I admired his window boxes too,still in great condition with the ever generous begonias blooming in profusion. He hadn't realised he could keep them from year to year, so he was delighted with the information that by cutting off the stalks after the first frosts and storing the tubers they would live to grow next year. Frost is on the horizon -as early as tomorrow night. Minus 2 is what we have been promised and Tom's not looking forward to it. "I hate the cold" he said, "give me wind and rain any day, and days like this when it's a crime to be indoors when it's so perfect for working outside". I looked up at the grey sky. The same grey sky that has been overhead for days.  That is depressing me beyond belief. That I would swap in the morning for clear sunshine and biting cold but never for wind or rain.I said what I was thinking; "I hope we never get stuck on an island together Tom". He laughed(and I finished the sentence in my own head" because you'll be the first one to die!").

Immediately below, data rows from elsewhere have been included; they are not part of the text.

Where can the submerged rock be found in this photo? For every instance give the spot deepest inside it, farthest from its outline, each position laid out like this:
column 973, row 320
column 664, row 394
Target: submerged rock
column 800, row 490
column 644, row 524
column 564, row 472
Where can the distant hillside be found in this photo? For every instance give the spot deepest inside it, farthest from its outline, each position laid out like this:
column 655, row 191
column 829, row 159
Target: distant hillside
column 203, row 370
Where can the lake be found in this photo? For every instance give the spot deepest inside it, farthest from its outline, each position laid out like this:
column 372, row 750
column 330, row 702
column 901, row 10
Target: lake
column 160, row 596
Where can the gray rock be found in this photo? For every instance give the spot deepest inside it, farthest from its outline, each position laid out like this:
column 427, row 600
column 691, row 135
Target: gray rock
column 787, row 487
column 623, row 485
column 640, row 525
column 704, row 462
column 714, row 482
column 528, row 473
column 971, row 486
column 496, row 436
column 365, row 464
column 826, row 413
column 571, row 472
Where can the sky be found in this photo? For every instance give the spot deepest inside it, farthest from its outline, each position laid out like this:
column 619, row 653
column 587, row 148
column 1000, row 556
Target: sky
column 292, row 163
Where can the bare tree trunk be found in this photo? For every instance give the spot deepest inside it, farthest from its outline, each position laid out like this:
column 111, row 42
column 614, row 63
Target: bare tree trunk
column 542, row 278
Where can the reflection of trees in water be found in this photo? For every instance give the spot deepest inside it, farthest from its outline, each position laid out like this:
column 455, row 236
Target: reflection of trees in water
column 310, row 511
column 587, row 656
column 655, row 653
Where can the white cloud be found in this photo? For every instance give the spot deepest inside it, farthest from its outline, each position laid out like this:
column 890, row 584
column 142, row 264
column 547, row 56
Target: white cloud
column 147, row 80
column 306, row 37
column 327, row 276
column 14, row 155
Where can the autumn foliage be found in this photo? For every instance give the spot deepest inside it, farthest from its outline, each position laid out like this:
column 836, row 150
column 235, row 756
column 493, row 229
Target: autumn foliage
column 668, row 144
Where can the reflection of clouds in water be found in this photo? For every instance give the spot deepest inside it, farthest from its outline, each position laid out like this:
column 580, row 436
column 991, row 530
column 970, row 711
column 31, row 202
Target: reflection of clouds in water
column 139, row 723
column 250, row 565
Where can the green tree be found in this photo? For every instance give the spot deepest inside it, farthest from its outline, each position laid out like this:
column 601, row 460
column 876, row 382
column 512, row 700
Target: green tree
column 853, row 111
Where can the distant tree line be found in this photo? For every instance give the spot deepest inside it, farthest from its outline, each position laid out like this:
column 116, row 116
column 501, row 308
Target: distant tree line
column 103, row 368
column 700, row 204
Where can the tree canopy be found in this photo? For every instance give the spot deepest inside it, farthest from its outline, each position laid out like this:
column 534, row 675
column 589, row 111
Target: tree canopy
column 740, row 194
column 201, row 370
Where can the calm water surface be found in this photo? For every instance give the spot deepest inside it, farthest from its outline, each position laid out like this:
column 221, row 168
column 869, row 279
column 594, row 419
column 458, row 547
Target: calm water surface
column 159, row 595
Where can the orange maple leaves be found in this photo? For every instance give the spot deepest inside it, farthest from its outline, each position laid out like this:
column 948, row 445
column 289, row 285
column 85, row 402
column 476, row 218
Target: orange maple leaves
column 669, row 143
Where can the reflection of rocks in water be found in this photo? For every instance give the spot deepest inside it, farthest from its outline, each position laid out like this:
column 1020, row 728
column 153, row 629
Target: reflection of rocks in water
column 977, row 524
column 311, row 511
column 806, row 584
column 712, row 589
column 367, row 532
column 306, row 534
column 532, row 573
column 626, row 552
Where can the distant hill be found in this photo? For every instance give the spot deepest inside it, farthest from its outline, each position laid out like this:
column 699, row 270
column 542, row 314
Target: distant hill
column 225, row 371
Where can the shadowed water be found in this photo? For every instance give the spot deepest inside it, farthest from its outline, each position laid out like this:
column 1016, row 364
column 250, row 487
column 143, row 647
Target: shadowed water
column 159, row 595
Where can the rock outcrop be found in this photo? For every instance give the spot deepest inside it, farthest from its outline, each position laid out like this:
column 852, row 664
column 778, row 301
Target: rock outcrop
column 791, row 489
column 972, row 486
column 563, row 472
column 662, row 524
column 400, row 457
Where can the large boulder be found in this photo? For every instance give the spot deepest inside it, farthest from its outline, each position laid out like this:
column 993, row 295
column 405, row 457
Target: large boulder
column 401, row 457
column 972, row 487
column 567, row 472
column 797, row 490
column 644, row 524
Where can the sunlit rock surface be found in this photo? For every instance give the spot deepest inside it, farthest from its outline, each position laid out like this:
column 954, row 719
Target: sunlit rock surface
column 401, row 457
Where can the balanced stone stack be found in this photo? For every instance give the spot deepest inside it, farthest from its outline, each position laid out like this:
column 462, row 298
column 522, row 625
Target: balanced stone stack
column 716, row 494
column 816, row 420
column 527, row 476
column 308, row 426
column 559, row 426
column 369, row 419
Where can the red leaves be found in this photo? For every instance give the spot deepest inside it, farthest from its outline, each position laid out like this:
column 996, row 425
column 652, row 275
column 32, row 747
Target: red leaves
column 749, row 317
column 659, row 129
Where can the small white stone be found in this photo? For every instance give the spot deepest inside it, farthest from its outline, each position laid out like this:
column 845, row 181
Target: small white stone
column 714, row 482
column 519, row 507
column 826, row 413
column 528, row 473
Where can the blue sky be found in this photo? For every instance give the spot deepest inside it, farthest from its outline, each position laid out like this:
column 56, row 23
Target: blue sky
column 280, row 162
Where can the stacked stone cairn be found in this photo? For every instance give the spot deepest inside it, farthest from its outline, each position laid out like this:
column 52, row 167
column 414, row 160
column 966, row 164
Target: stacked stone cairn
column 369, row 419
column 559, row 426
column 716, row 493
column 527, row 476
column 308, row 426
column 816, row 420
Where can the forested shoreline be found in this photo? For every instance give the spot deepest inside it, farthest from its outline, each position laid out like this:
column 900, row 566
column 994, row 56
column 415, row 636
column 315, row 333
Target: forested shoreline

Aren't some people mad? I'm glad I'm not one of them.

Wednesday, 17 October 2012

Decapitation and door wreaths

pretty cool use of puny pumpkins and autumn leaves
Did you ever wish it was the good old days when you could settle a score by riding to the villain in your story, decapitating them and gouging out their eyes? I swear to God I am fit to murder such a somebody today, I hope we don't meet on the main road or I will run them into the path of the next Cork train!!!!!!!!

Anyway. Trying to calm down. I thought of sleepy hollow when I saw this. Nice idea for Halloween, especially if you have a few midget pumpkins in the garden that never made it to size. For a brief how-to click here.

Carrots and Parsnips stored for winter

carrot bounty
I'm cranky and tired. There is a low level persistent headache pounding behind my eyes that I just can't shake.This has been going on for two bloody weeks!!! I have been reliably informed I have caught "the bug".So sorry I haven't been blogging, I been dragging myself around the house like a malnourished zombie.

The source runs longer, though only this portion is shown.